DOSSIER DE PRESSE
Enquête exclusive dans le territoire de Mutshatsha : Gestion opaque et dépenses douteuses dans le secteur de Luilu
Lieu : Secteur de Luilu, Territoire de Mutshatsha Province du Lualaba
Dirigeante : Madame Betty Kyando
Date : Juin 2025
Auteur de l’enquête : Buzz7-Infos.cd
Contexte général
Une enquête menée dans le secteur de Luilu, territoire de Mutshatsha, révèle une gestion inquiétante des finances publiques, marquée par des traitements exorbitants du personnel, des dettes colossales, des projets inachevés ou fictifs, et une absence flagrante de procédures légales dans l’octroi des marchés publics.
- Traitements salariaux : des montants hors normes
Le personnel permanent du bureau local perçoit chaque mois des traitements variant de 700 à 9 000 USD, au taux mensuel de 2 954,40 $. Voici quelques exemples :
Poste Salaire Mensuel
Chef de secteur 9 000,00 $
Échevin 5 500,00 $
Secrétaire administratif 4 000,00 $
Préposé aux finances 2 000,00 $
Huissier, femme de ménage, etc. 700,00 $
Dette salariale cumulée : 25 190 219 457,32 FC, soit environ 9 millions USD.
- Marchés publics : plus de 50 projets, souvent invisibles
Notre enquête a recensé plus de 50 projets d’infrastructure et d’acquisition de biens, répartis entre des dizaines d’entreprises.

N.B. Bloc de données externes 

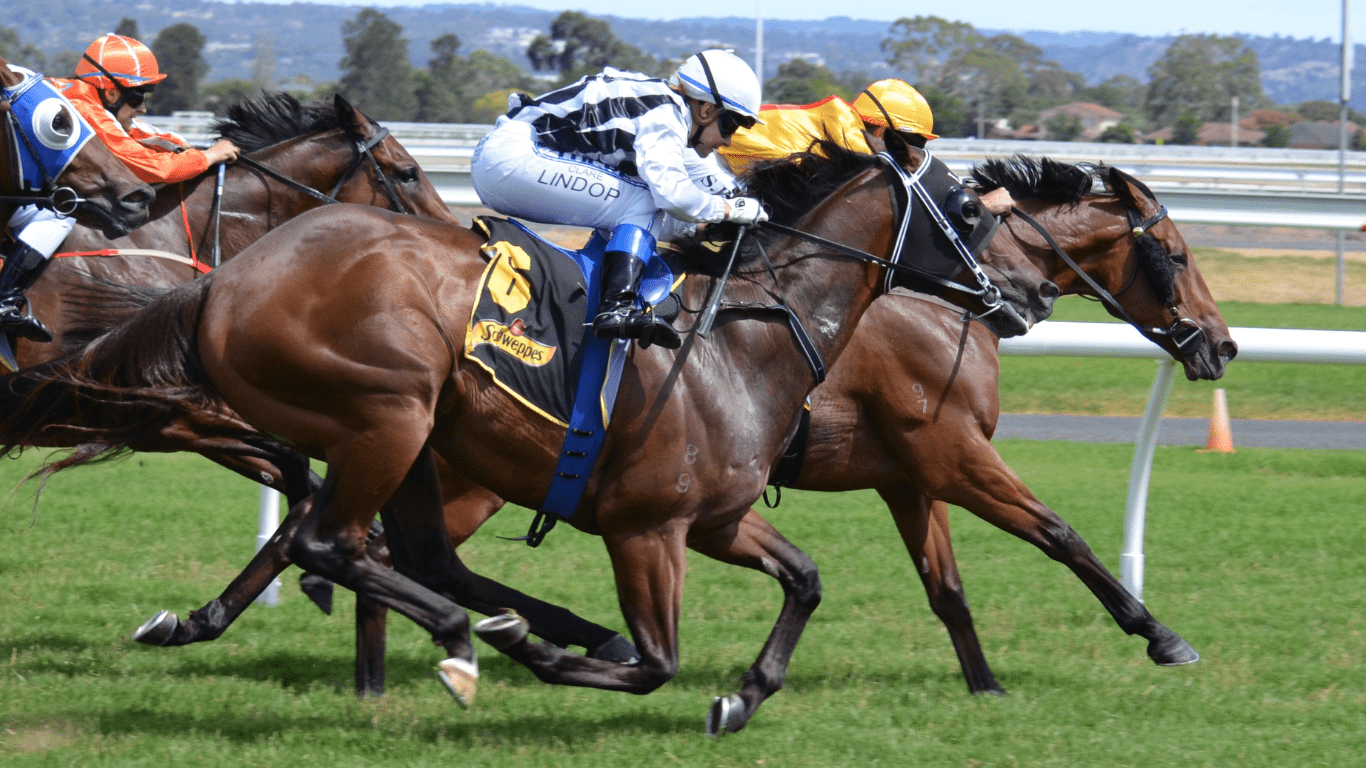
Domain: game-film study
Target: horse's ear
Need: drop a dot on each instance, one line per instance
(353, 120)
(1134, 193)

Plusieurs projets demeurent inachevés, introuvables ou attribués à des entreprises fictives.
Exemples de projets :
Asphaltage avenue Mwembi à Mupanja – 504 744,76 $
Acquisition d’engrais et pesticides – 735 799,83 $
Construction d’écoles (plus de 10 sites) – Montants variés
Acquisition de véhicules de service – 359 600,00 $
Frigo mortuaire – 197 265,00 $
Camions poubelles – 198 940,00 $
Plusieurs entreprises semblent être des « mallettes » : sans existence légale, ni adresse connue.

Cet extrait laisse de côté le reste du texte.